Tuesday, July 3, 2012

A Healthy Level of Insanity

Okay, loyal readers, you've read our individual views of genre. It's a complex topic and as you've seen, even the Peas have similar yet differing opinions. Every writer will have his/her own view of genre and, indeed, of fiction as a whole. However, one issue that fiction often presents garners a nearly unanimous agreement: Fiction, regardless of genre, must be believable in the eyes of the reader. There's just one tiny problem with that statement. Fiction, by its very definition, isn't real. How can you make something that is wholly unbelievable seem believable? It's a paradox that drives authors insane. Fortunately, it's a healthy level of insanity so (for the most part) the Straightjacket Brigade stays far, far away.

Thomas C. Foster, in How to Read Novels Like a Professor, says this about the Un/Believable Fiction Paradox (a label I totally just made up on the spot here):
"...the essential artifice of the novel [is that i]t is a made-up work about made-up people in a made-up place. All of which is very real. We are asked to believe in and treat as potentially real a space that is manifestly imaginary." 
Think about it for a moment. Have you ever read a book set in a contemporary time/place that seems far-fetched even for a novel? Maybe the author failed to explain a crucial piece of world building, such as why a person suddenly takes on the appearance of a disco ball after joining ranks of the undead?* Writers, even science fiction and fantasy authors, constantly walk a tightrope between what is believable and what will cause a reader to stop reading. This tightrope is best summed up in the Law of Bogus Locales, as again stated by Foster: "Places in a work of fiction are never real but must behave as if real."
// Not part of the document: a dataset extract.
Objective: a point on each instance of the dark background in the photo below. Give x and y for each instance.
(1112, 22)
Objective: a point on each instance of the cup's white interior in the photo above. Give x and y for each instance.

Essentially, the Law of Bogus Locales means that any real-world, identifiable locale in a novel is a fictionalized version of itself. A small Washington state town isn't the real town. Cincinnati, Ohio is a shadow of the real city. The same is true for St. Louis, Louisville, New York, Los Angeles, Hong Kong, London, Tokyo, and any other place that can be located on a map or through a Google search. The version you read in a book exists only in the author's imagination. But...there's still that annoying bit about believability. Someone familiar with the area around Grand Central Terminal in New York will know there's a restaurant called Pershing Square tucked beneath the Park Avenue Viaduct and that the Chrysler Building is to the left when exiting Grand Central on 42nd Street. If a writer places the Chrysler Building to the right, a reader who knows that area may stop reading. To have any reader stop reading your book before the end is a death knell for a writer. These are the issues that drive authors crazy, give us nightmares, keep up us awake at night, and force us to double--triple--check every fact before we send a book to the publisher. And even then we worry.

So what do we do? Well...we cheat. We're kids with Tinker Toys and Lincoln Logs; we build and we destroy. We add our own bits of flair. We fiddle with geography to suit our needs. We leave out certain information and trust our readers to fill in the gaps. Yes, we still get called out from time to time by readers who want to know why we did/didn't mention X, Y, or Z. The answers vary from author to author, but the main reason usually falls along the line of "X, Y, or Z didn't fit with the story I wanted to tell so I added/deleted it."

The truth I'm trying to convey here is that all writers suffer from some level of insanity, but it's a healthy level of insanity. We chose to walk the tightrope. We accepted the challenge issued by the Un/Believable Fiction Paradox. We do it because we love the thrill. We do it because we can't not do it.

Until next time...

Peas out.

* This is in no way a slam or slight against such an author. Merely a well-known example used to illustrate a point.